# adding substrate, MADNESS!



## Ford101 (Jun 11, 2010)

i am adding fluorite and mixing it with my gravel. i rinsed the fluoride 6 times but is still turning my water brown, that and disturbing the gravel is kicking up A LOT of debis. its so cloudy i cant see more then 4 inches in. i am scared for my fish. what do i do?


----------



## NursePlaty (Feb 5, 2010)

*Flourite requires a LOT of rinsing before adding to an aquarium. I havent had experience with flourite so I cant say if it will harm the fish or not. I THINK it wont harm them. *


----------



## Ford101 (Jun 11, 2010)

any ways to quickly reduce cloudiness? i am trying to finish the tank but cant even see. will water clarifier help?


----------



## jrman83 (Jul 9, 2010)

Madness...LOL.

I would have removed the fish. I would think it would clear in a couple of hours.


----------



## bikie8 (Jun 10, 2010)

I went through the same thing with flourite. I did use seachems clarifier, but it still took awhile. Patience is key. Since you cant see anything in there, you will need to readjust things once it clears which will of course cloud it up again. Also there was a lot of debris on all of my plants when I was done.
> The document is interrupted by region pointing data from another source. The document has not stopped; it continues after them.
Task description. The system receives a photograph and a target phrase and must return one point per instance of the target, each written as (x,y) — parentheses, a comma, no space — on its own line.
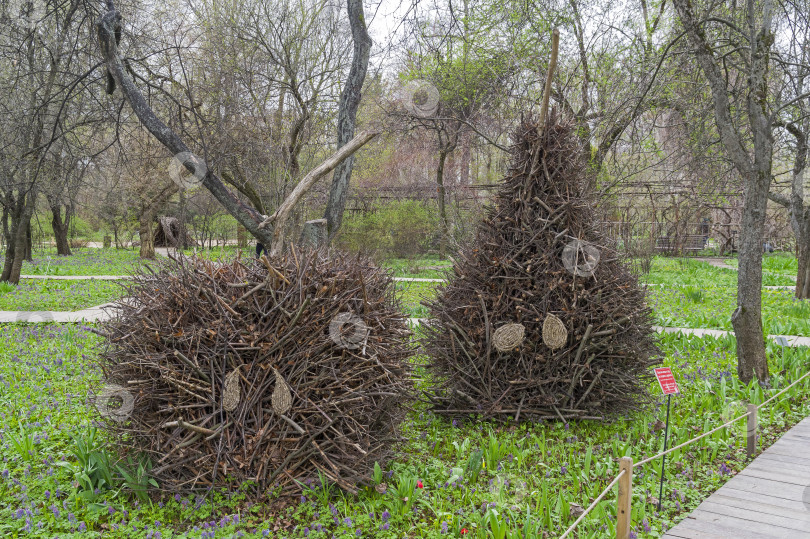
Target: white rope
(590,507)
(788,387)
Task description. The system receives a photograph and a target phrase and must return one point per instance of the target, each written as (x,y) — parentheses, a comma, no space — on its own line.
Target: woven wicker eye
(581,258)
(230,395)
(508,337)
(555,335)
(281,399)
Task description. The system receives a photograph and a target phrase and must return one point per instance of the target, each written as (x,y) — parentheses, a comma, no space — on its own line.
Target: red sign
(666,380)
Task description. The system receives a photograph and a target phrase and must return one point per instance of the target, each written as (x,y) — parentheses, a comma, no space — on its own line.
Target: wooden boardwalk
(770,498)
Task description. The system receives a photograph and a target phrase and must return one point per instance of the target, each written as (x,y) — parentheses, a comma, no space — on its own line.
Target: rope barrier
(670,450)
(590,507)
(788,387)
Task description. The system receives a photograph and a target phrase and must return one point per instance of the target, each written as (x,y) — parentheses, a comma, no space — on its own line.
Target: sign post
(669,387)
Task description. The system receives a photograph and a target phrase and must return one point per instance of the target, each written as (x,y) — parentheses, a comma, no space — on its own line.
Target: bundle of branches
(539,319)
(272,371)
(170,233)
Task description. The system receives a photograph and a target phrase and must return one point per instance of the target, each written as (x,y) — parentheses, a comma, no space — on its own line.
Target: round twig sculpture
(508,337)
(580,258)
(236,374)
(554,333)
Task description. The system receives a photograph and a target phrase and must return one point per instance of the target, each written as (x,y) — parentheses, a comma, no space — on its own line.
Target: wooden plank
(739,524)
(768,499)
(783,461)
(794,470)
(788,455)
(793,505)
(788,442)
(747,514)
(795,478)
(766,487)
(797,436)
(687,529)
(758,504)
(799,452)
(727,530)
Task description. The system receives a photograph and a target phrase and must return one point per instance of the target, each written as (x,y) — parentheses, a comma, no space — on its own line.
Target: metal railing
(626,465)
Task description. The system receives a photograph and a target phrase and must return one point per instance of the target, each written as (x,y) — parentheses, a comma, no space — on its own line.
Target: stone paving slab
(763,500)
(77,277)
(791,340)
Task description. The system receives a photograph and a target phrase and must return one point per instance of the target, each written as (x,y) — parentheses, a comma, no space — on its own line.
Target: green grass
(87,261)
(710,307)
(776,263)
(685,271)
(57,295)
(529,474)
(424,268)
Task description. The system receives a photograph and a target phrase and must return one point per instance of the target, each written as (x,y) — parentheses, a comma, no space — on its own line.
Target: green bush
(400,229)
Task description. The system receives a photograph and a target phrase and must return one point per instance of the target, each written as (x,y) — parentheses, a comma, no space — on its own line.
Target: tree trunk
(347,115)
(803,244)
(440,190)
(147,237)
(60,229)
(756,172)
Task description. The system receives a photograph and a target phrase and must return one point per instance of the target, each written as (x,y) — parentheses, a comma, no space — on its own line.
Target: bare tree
(40,73)
(109,31)
(347,114)
(733,50)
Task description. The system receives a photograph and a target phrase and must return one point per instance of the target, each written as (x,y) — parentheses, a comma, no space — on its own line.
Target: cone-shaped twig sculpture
(540,261)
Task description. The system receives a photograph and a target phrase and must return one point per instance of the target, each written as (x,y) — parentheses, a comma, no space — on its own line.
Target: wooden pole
(751,431)
(555,49)
(625,500)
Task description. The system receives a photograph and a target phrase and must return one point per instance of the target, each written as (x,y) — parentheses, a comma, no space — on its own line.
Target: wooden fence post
(751,431)
(625,501)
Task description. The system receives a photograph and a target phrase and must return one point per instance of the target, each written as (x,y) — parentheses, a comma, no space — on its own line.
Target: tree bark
(803,275)
(60,228)
(17,237)
(279,218)
(108,26)
(756,173)
(347,115)
(147,250)
(441,194)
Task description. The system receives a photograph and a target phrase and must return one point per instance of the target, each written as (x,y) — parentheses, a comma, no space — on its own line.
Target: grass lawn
(697,307)
(528,474)
(686,271)
(61,476)
(424,268)
(775,263)
(57,295)
(87,261)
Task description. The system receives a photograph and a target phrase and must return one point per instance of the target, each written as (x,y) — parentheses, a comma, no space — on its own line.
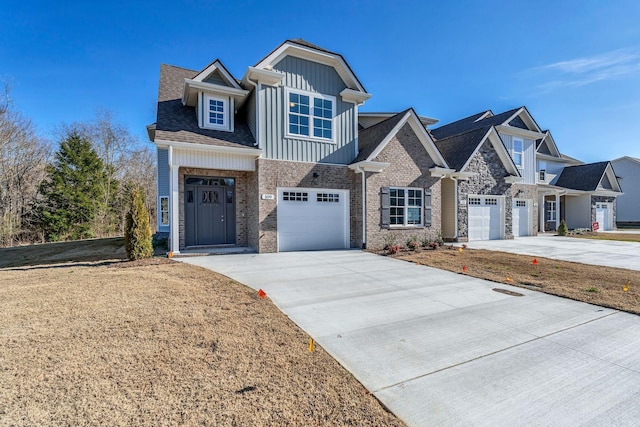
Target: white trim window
(310,115)
(215,112)
(518,152)
(405,206)
(164,210)
(551,211)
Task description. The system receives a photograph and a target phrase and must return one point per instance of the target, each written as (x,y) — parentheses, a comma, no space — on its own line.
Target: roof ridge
(486,128)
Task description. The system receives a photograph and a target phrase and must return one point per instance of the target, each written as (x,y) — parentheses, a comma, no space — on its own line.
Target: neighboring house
(627,169)
(550,187)
(278,161)
(282,160)
(581,194)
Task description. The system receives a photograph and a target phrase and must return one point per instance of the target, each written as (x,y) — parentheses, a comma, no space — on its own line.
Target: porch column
(174,234)
(541,214)
(557,210)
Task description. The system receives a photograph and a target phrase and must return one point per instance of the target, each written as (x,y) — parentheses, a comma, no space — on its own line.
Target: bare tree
(23,157)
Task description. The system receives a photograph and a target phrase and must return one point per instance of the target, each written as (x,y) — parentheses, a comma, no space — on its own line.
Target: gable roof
(177,122)
(216,67)
(471,123)
(584,177)
(459,149)
(372,140)
(517,117)
(305,50)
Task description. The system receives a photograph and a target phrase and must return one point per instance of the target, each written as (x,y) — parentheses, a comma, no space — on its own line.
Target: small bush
(562,229)
(389,240)
(393,249)
(412,243)
(137,232)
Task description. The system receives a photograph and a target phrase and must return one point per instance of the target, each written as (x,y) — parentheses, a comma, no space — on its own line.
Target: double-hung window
(405,206)
(310,115)
(216,112)
(518,152)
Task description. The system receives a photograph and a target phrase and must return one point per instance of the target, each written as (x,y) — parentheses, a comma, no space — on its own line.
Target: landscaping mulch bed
(161,343)
(606,286)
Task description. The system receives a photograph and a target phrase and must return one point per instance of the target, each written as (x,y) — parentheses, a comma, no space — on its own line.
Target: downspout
(364,208)
(455,207)
(256,87)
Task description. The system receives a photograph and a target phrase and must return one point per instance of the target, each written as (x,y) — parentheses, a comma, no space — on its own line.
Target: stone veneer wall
(242,203)
(603,199)
(278,173)
(490,182)
(528,192)
(409,167)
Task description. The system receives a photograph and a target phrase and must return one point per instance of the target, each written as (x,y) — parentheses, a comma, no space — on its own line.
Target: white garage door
(485,218)
(604,216)
(312,219)
(521,217)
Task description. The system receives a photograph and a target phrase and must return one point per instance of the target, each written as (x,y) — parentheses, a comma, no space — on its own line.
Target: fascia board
(354,96)
(267,77)
(367,166)
(512,130)
(250,152)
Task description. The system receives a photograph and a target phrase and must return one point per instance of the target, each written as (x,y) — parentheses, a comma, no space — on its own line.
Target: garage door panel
(485,218)
(315,221)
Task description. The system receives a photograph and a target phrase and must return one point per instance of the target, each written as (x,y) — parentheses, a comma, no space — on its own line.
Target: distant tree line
(79,187)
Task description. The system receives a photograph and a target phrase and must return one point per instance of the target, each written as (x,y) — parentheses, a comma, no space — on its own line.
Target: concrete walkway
(439,348)
(586,251)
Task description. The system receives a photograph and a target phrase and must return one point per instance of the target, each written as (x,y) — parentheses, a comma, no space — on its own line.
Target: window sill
(309,138)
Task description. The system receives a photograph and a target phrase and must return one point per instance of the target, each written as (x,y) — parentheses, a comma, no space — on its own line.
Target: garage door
(485,218)
(604,216)
(521,217)
(312,219)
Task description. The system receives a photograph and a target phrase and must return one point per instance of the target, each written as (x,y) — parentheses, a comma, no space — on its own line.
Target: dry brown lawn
(621,236)
(161,343)
(593,284)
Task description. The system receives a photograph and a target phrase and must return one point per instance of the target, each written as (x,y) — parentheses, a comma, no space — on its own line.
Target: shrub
(562,229)
(412,243)
(393,249)
(389,240)
(137,232)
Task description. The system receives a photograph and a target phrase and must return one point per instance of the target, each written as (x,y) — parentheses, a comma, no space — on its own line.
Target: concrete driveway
(439,348)
(586,251)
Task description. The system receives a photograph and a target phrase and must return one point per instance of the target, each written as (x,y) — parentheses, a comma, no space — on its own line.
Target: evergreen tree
(137,232)
(72,192)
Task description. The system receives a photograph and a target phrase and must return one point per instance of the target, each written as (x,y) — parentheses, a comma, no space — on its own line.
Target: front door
(209,211)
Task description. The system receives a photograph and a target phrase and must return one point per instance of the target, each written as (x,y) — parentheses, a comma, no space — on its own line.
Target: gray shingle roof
(175,122)
(469,123)
(582,177)
(370,138)
(457,149)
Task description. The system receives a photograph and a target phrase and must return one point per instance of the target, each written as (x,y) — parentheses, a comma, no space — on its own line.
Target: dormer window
(518,151)
(310,115)
(215,112)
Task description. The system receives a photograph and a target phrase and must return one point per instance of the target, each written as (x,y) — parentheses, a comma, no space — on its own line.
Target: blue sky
(574,64)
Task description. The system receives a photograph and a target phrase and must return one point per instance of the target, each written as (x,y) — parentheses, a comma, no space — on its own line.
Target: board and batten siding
(529,155)
(311,77)
(448,221)
(251,113)
(163,182)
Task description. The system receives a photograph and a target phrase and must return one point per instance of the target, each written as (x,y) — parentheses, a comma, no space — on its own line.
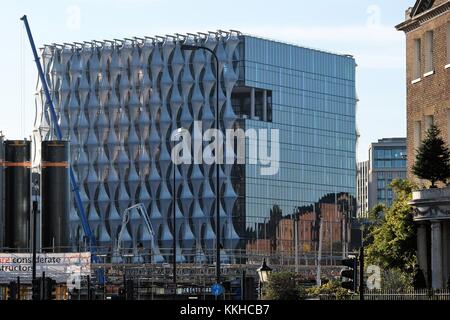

My fish did ok with the whole deal(it was months ago).
On a positive note, the flourite looks great now and my plants really love it and are growing well


----------



## snail (Aug 6, 2010)

Ford101 said:


> disturbing the gravel is kicking up A LOT of debis.


Was the gravel dirty before getting disturbed also or is all from the flourite?


----------